The Zones are useless as they stand because they seem so arbitrary from outside. Being based around the different boroughs makes crossing a boundary way too easy, and the Area boundaries are odd - I have no idea what area I'm in, and I'm a big public transport user! Realigning the zones so they're based around the city centre and radiate out from there. Making things easier in the new touristy Liverpool would be better.

dreadedvacuumflaskmonster said...

I find this particular map baffling. Like you said, it's odd that Merseytravel (in their wisdom) failed to show the full extensions of THEIR Merseyrail network.

And it seems to me that the grey lines that supposedly show up the bus routes are there in a half-hearted way. Maybe this is because the ITA haven't any control over what the likes of Arriva and Stagecoach can do?

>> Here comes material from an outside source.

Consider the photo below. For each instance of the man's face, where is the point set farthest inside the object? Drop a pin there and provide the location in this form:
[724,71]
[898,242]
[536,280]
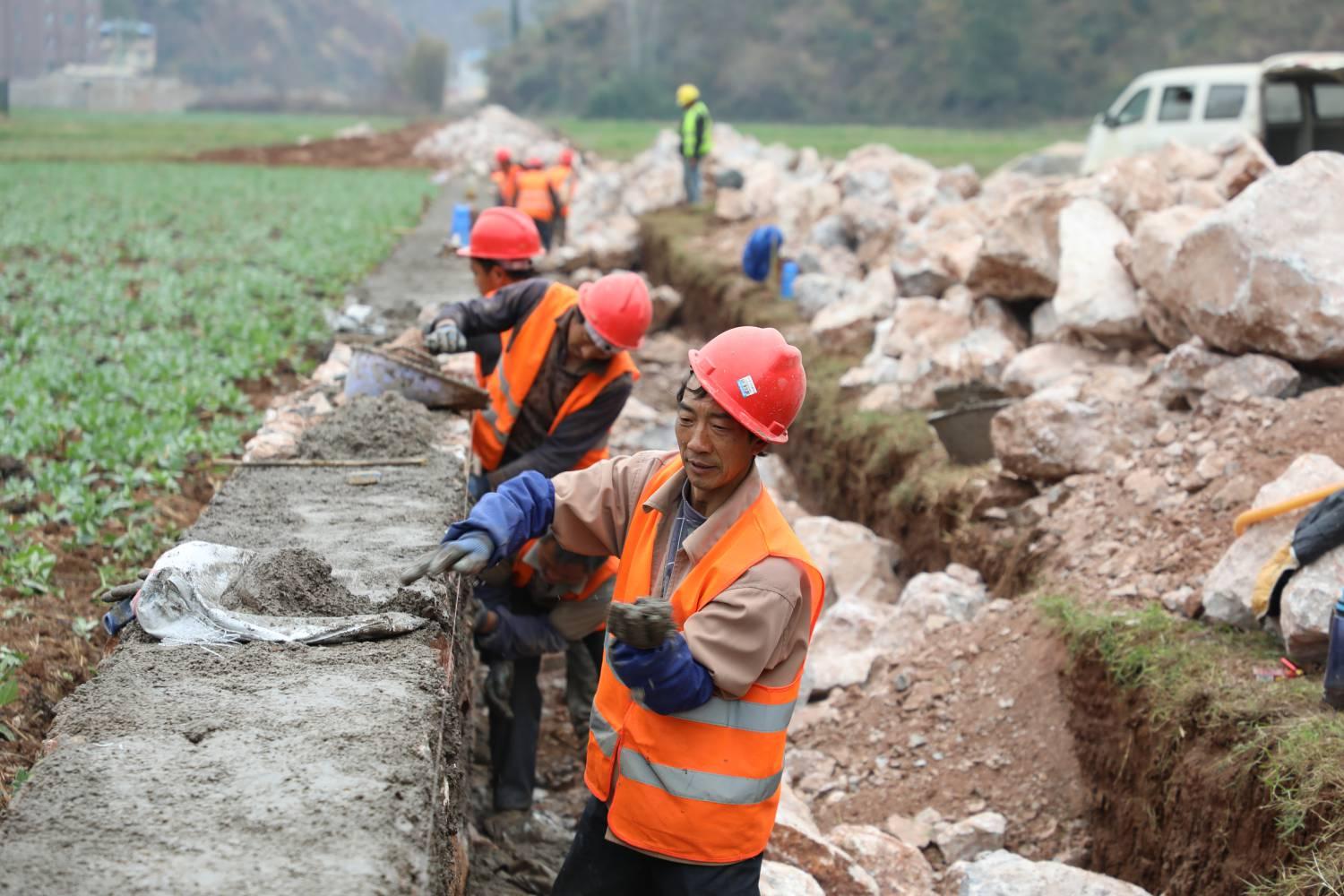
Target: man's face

I like the "Gladstone Dock" destination point for the Dublin ferry. Has anyone at Merseytravel ever TRIED getting public transport to the Gladstone Dock? Car and lorry drivers only I'm afraid.

The separate area route maps are much better, if always out of date.

Scott Willison said...

Deregulated buses definitely seem to be the problem with being specific on the map; it's a shame they can't have spider diagrams like they do in London.

Gladstone Dock's a piece of piss. Get off at Seaforth and Litherland then walk through the streets, dragging your bags behind you... where's the problem with that?